The American Legion Hall, Post 32 is a prominent social center in Greybull, Wyoming. Built in 1922 as a temporary church, it became an American Legion hall in 1935. Used as overflow space by nearby schools, it serves a diverse range of functions in the community.

==History==
The hall was built in 1922 by the Trinity Methodist Episcopal Church as a temporary sanctuary while their new church was built. It later functioned as a social hall for the church. Since it was located in close proximity to town schools, it was used as overflow space. The town used the hall as a polling place until at least 1955. The American Legion bought the building in 1935, after the church congregation abandoned their church project. Although a much larger community center was built by the town with a WPA grant in 1936, the Legion Hall remained popular for smaller gatherings and for events that featured a speaker. Organizations as diverse as the railroad union and the Odd Fellows met there. In later years, it was used for day care, until 1995, and used for storage after that.
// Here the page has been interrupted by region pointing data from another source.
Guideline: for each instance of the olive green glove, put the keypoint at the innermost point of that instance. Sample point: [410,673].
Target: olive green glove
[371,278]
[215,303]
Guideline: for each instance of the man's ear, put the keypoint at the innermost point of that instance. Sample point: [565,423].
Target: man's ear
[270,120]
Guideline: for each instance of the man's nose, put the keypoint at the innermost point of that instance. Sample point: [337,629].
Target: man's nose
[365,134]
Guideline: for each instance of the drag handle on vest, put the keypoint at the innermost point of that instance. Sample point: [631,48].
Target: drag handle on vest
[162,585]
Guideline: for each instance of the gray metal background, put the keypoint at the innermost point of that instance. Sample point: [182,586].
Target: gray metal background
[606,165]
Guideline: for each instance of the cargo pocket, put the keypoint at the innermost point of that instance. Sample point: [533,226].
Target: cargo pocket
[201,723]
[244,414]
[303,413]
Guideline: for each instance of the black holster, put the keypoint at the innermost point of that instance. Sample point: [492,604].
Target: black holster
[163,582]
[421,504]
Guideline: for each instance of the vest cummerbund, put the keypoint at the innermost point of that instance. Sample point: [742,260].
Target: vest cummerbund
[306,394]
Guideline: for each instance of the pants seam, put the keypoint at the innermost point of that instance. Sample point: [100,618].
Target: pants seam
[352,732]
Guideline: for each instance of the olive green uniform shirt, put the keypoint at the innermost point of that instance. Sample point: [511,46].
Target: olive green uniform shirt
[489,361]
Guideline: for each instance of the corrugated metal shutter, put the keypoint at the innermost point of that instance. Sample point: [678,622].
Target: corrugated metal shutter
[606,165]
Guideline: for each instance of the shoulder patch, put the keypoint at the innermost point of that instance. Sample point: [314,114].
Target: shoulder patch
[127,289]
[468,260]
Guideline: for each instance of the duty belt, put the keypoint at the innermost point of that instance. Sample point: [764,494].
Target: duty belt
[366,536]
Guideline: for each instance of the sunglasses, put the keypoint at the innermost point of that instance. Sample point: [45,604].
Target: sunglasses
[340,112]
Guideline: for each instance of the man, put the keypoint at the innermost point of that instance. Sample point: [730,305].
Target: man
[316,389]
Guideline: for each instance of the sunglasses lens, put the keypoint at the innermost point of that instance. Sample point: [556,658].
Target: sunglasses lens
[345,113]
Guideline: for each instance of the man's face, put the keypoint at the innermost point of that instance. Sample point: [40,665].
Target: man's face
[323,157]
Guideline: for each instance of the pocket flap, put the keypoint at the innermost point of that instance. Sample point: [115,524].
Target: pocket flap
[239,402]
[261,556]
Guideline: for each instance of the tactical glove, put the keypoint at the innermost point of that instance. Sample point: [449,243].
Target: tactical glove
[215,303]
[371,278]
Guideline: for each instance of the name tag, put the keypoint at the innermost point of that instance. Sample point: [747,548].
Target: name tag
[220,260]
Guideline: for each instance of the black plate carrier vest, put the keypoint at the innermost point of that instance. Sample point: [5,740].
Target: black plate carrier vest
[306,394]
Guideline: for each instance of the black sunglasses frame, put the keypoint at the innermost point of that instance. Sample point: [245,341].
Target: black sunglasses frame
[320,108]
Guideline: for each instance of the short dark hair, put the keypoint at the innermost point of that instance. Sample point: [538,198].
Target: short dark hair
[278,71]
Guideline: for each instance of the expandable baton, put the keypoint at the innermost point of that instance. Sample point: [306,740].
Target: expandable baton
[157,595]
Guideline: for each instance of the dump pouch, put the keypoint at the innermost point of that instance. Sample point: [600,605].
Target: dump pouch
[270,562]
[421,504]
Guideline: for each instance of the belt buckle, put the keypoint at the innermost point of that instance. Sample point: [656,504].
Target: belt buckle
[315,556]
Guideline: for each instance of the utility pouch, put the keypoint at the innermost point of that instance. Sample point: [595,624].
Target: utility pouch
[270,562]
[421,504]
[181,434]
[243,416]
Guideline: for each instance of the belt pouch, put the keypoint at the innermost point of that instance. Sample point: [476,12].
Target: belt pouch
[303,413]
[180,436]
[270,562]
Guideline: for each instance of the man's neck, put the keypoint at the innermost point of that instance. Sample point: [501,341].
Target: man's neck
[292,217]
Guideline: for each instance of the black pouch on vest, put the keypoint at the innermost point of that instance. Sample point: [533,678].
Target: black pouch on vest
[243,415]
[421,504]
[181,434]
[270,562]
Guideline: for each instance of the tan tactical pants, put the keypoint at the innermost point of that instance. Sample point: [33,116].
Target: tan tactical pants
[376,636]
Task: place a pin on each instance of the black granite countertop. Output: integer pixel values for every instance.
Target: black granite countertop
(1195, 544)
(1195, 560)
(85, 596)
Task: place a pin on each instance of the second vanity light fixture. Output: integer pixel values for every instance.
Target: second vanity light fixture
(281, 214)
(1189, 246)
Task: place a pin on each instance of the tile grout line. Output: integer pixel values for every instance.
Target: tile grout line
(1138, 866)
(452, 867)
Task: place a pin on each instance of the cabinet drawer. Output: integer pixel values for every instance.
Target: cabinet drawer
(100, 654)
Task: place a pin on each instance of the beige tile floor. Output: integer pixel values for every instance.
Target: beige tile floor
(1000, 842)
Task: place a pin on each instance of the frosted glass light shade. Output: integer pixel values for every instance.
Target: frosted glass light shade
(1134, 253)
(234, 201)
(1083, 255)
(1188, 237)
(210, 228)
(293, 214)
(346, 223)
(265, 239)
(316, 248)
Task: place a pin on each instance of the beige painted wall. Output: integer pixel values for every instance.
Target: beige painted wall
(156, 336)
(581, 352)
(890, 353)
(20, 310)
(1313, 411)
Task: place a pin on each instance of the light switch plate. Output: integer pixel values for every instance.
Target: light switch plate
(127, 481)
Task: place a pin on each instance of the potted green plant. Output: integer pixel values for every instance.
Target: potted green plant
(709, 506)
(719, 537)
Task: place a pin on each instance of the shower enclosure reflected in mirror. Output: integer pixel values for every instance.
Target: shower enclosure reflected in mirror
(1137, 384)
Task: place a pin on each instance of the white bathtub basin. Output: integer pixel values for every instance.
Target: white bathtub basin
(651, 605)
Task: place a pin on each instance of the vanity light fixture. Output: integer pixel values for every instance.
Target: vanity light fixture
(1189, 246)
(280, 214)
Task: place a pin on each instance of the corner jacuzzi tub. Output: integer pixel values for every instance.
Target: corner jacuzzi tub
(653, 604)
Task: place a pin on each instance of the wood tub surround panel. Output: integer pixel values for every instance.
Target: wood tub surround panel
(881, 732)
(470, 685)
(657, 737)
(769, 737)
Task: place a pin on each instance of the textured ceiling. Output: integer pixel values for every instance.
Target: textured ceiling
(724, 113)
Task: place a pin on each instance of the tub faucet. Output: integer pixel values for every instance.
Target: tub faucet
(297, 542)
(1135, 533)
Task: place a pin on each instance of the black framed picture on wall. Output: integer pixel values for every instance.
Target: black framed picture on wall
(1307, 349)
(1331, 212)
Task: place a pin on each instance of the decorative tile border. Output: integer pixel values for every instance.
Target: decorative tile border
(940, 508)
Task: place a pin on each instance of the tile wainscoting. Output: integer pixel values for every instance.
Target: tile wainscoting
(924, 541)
In 2015, work started on plans for rehabilitation of the structure.

==Description==
The Legion Hall is a simple framed building, about 54 ft by 34 ft, with a gabled roof. The gables are clad in wood shingles, while the body of the building is sheathed in closely lapping clapboards. A tightly arranged grouping of windows flanks the main entrance at the gable end, facing the street on the east side. Five evenly spaced windows line the south elevation, and the west elevation is blank except for a small window in the gable. An annex measuring 27 ft by 13 ft covers much of the north elevation, housing accessory spaces. The main hall is about twelve feet in height and was originally covered in lath and plaster. Poor structural performance of the original scissor trusses led to the installation of columns in the main hall to support the roof.

Post 32 of the American Legion was placed on the National Register of Historic Places on June 24, 2014.